Después de aquello dejé de escuchar lo que decía Jean le Viste, aunque alcé la copa con todos los demás en un brindis que no oí. Cuando sonaron las trompetas, los criados trajeron los asados de aves: un pavo real abriendo la cola ante la hembra, un par de faisanes con las alas dispuestas para echar a volar, dos cisnes con los cuellos enlazados. Aquel espectáculo no me produjo ningún placer y tampoco hice intención de utilizar mi cuchillo para servirme. Mis vecinos debieron de pensar, estoy seguro, que no era un comensal muy animado.
Cuando trajeron un jabalí cubierto con panes de oro, supe que no me quedaría a ver los muchos platos anunciados, que no participaría en la bebida y la comida, ni presenciaría tampoco el espectáculo que se prolongaría toda la noche e incluso el día siguiente. No estaba de humor para la fiesta. Me puse en pie y, después de una última mirada a los tapices -porque sabía que no volvería a verlos-, me dirigí discretamente hacia la puerta. Para llegar allí tenía que pasar cerca de la mesa principal y, al hacerlo, un movimiento atrajo mi atención. Claude golpeó de repente la mesa con la mano y su cuchillo cayó al suelo con estrépito.
– ¡Oh! -exclamó. Una de las damas se dispuso a recogerlo, pero ella la detuvo con una risa: la primera manifestación de alegría que le había visto en toda la velada-. Lo recogeré yo -dijo, y procedió a sumergirse bajo la mesa. Quedó oculta: el mantel blanco, adornado con el escudo de Le Viste, llegaba hasta el suelo, escondiendo todo lo que quedaba dentro.

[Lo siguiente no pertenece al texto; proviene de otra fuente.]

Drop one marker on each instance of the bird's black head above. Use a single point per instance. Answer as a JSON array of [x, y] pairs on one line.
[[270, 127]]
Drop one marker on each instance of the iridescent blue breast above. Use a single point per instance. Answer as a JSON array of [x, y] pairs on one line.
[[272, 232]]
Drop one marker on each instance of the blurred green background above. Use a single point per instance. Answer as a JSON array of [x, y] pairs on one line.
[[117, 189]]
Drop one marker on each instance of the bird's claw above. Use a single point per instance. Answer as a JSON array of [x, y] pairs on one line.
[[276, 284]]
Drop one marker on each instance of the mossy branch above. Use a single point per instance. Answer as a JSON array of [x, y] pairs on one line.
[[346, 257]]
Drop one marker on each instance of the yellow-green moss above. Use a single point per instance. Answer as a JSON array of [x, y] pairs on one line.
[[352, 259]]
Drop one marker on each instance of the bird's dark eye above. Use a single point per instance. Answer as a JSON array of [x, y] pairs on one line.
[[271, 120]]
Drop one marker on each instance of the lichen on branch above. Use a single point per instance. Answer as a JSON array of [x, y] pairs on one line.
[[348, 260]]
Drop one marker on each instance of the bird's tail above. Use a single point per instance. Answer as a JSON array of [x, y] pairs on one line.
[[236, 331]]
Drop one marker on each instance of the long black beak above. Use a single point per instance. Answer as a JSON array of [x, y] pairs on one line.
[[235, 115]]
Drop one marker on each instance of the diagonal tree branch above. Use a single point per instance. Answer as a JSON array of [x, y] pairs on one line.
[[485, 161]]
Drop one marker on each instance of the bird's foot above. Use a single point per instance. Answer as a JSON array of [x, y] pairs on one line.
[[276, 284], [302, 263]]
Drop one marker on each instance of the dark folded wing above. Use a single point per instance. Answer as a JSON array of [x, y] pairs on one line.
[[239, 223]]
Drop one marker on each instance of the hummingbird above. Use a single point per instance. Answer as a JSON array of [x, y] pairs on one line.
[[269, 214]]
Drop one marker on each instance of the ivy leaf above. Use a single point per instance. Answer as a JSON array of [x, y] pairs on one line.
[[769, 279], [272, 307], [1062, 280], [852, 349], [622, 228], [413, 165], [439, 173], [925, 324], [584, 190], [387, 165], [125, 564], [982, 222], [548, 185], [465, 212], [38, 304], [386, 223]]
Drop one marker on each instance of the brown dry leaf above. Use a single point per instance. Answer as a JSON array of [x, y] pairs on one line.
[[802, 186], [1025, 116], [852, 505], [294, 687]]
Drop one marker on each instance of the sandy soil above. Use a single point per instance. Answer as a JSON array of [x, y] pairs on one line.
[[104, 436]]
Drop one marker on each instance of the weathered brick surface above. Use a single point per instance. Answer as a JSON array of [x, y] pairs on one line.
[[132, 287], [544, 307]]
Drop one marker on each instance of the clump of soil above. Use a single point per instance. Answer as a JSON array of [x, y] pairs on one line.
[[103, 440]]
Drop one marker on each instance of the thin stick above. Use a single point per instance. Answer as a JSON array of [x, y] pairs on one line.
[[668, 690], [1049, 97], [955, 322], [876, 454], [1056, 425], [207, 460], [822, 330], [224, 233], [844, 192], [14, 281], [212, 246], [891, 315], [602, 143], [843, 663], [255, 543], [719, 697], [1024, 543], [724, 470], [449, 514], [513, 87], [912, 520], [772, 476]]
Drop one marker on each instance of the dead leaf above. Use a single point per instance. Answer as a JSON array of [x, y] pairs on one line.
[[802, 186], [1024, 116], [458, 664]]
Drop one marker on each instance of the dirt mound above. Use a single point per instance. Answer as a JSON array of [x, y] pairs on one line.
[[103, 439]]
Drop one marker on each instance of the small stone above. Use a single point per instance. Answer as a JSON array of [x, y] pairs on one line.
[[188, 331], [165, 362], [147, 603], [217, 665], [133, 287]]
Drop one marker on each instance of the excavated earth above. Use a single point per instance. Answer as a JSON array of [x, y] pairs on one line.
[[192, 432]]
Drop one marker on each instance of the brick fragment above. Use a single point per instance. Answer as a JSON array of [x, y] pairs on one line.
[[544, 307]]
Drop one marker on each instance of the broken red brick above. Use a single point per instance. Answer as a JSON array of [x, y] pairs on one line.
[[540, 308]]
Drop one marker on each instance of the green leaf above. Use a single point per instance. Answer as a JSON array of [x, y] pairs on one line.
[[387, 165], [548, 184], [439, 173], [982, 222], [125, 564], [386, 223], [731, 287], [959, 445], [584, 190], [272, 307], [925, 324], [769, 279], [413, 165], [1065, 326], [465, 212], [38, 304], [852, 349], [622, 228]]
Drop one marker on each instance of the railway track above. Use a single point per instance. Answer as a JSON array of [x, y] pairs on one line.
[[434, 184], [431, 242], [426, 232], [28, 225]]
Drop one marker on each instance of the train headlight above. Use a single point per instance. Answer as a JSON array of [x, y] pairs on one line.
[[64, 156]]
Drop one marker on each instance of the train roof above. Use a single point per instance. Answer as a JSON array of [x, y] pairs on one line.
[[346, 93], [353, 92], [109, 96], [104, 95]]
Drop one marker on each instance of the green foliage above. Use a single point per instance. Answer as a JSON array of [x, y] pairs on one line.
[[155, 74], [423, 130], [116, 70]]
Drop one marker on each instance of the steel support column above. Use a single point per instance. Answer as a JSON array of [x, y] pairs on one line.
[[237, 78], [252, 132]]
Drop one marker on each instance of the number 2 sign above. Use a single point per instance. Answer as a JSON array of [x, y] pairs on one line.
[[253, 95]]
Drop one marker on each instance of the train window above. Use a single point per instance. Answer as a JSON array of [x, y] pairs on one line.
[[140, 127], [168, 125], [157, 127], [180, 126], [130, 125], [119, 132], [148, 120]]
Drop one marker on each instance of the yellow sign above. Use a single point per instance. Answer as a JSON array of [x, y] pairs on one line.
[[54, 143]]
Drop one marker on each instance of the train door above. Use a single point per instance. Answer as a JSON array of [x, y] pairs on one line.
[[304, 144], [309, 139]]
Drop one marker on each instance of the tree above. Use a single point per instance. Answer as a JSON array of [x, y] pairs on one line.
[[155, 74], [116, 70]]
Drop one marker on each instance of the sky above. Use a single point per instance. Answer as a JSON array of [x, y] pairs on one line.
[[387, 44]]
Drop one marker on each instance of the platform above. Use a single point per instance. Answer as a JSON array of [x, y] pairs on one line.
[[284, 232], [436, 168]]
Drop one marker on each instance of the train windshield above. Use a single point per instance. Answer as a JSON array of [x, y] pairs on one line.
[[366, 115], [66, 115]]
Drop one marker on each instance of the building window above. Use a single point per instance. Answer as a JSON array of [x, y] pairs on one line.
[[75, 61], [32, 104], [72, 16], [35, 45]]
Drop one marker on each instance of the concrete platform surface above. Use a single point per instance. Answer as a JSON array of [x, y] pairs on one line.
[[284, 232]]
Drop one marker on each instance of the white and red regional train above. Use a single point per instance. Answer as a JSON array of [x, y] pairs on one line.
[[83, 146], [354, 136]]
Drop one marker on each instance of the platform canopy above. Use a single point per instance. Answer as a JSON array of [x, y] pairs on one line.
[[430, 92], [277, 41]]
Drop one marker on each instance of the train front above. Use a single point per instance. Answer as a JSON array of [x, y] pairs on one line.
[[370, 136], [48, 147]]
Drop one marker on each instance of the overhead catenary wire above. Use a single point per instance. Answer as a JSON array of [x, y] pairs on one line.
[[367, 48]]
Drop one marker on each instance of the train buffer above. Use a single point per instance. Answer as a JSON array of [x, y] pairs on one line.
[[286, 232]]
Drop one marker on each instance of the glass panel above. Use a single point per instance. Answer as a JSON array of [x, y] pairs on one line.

Esperé un momento. Nadie parecía fijarse en mí. Béatrice se hallaba detrás de la silla de su señora, hablando con el criado de Geoffroy de Balzac. Geneviéve de Nanterre conversaba con su futuro yerno. Jean le Viste, aunque vuelto hacia mí, parecía atravesarme con la mirada sin verme. Ya no se acordaba de quién era. Cuando llamó por encima del hombro para pedir más vino, me quité la gorra, la dejé caer, y luego me puse de rodillas para recuperarla. Un segundo después había levantado el mantel y estaba debajo de la mesa.
Claude se había acurrucado, brazos alrededor de las piernas, barbilla sobre las rodillas. Me sonrió.
– ¿Siempre tenéis vuestros rendez-vous debajo de las mesas, mademoiselle? -le pregunté mientras me volvía a colocar la gorra.
– Las mesas están muy bien para esconderse debajo.
– ¿Es ahí donde has estado escondida todo este tiempo, preciosa? ¿Debajo de una mesa?
Claude dejó de sonreír.
– Sabes muy bien dónde he estado. Nunca viniste a buscarme -apoyó la mejilla contra las rodillas, de manera que su rostro quedó oculto. Todo lo que veía era su tocado de terciopelo rojo, bordado de perlas, y el cabello cuidadosamente recogido debajo.